Margaret Had A Brother
Margaret had a brother.
Margaret also had a doll named Jessica and Jessica had a thing that watched from behind it's glass eyes. It watched as the boy, much like their father, left the house each daylight with a bag of books and papers. That was Jessica's favorite part of the horrid morning, the time when the boy went away. The doll's relief was short-lived because the boy always came home soon after the sun reached its awful peak in the sky.
His name was Tristan and he was taller than Margaret, older. Jessica never saw him bother or abuse his sister. It was quite the opposite. Whenever Tristan came home, Margaret greeted him with a flurry of what were called kisses. Jessica knew kisses well. Margaret often kissed the doll after brushing its hair or dressing it in fresh clothes.
The thing behind Jessica's glass eyes grew annoyed. That annoyance matured into resentment, which in turn became fixation.
One night, Jessica climbed out of Margaret's arms while everyone was asleep and smashed several of Margaret's newer toys in Tristan's room. The doll then laid on the pile of broken things, watching.
The boy woke first. Margaret and their parents stormed into the room seconds later. Shouts were followed by denials, but the doll learned that Margaret was unique among children, rich in a trait called forgiveness. The girl cried at the destruction of her things, but she never raged at Tristan, not the way their father did. It was a reaction worth noting and Jessica soaked in every detail.
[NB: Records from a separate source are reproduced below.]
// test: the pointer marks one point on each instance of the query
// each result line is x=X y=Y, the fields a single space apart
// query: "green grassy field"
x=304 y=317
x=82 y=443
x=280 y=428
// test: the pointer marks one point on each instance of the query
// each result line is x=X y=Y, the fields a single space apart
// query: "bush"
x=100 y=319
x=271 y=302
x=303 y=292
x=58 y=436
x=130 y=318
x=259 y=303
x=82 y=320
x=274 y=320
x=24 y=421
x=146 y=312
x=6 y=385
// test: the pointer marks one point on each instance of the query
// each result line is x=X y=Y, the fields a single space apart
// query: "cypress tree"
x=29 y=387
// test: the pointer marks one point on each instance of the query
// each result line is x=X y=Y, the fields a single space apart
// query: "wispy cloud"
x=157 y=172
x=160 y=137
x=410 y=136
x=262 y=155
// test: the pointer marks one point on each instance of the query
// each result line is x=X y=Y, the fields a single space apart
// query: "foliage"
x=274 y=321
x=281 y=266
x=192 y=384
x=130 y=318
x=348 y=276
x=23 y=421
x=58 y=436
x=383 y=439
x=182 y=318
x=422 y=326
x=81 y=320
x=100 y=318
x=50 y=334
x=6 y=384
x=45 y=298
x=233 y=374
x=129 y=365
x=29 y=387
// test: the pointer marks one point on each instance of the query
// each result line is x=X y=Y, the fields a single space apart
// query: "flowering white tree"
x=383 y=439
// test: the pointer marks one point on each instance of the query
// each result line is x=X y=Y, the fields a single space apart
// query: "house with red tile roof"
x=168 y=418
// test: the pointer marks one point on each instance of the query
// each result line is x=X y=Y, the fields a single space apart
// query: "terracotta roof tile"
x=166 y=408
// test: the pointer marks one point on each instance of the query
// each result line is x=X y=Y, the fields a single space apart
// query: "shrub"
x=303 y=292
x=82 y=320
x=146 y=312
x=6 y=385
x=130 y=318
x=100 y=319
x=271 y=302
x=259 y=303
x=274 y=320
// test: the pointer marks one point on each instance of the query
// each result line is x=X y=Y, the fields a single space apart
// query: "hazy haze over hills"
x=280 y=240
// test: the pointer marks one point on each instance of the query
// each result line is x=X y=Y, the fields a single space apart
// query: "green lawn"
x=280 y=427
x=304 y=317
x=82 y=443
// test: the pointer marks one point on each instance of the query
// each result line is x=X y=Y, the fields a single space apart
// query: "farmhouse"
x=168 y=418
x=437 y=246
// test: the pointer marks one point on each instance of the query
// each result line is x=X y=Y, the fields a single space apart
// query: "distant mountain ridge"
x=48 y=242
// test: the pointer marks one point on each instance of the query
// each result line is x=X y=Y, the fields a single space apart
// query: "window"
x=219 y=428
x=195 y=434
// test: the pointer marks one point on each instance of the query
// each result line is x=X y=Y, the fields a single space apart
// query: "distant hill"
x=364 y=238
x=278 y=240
Each night, the doll found new ways to torment the boy. It shattered his expensive things and tore at his clothes. It crawled over him as he slept and scratched his arms and legs. After every encounter, the boy entered conflict with his parents, which made each effort doubly satisfying.
One of the mornings when Tristan and his father stayed home, the whole family went to an outdoor place where many other people gathered. The sun hid away more quickly at this time of year and it was cold enough for people to wear extra layers of clothing, even on their heads and hands. Margaret bundled the doll in extra layers as well and carried it with her.
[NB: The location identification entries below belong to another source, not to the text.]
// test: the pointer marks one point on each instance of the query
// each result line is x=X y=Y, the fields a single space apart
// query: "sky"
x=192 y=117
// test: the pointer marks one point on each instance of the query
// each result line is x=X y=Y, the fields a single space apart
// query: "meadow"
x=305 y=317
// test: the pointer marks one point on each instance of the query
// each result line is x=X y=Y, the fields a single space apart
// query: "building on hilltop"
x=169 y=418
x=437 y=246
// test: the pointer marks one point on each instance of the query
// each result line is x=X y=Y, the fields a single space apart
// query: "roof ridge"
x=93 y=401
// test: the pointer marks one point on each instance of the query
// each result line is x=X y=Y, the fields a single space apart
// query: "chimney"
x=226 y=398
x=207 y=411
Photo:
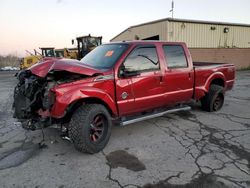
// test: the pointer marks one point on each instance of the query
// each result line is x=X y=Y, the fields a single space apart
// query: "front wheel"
x=90 y=128
x=214 y=99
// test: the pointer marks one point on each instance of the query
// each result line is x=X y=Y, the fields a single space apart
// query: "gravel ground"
x=186 y=149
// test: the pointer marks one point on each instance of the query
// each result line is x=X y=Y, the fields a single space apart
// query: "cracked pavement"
x=185 y=149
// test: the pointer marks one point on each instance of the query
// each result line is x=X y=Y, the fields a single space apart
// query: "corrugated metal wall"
x=209 y=35
x=196 y=35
The outing was pleasant, mostly walking from one shop to another.
After a time, Margaret's eyes became heavy and her walk slowed to a stumble. Her father lifted her high in his arms and held her there. Margaret refused to release the doll, but even her resolve couldn't hold out against the march of sleep. The doll slipped from her hands and fell to the ground.
As horrible as it was to be dropped, this was the opportunity that Jessica wanted. Tristan reached for the doll and Jessica bit him on the hand. The boy's blood was more tart than it was sweet, the doll discovered, like under-ripe strawberries.
The boy screamed and ran to his mother. His father huffed, then commanded him to get the doll for his sister. When Tristan refused, the father put Margaret down and began scolding him. The boy wilted beautifully, like a flower starved for water and light.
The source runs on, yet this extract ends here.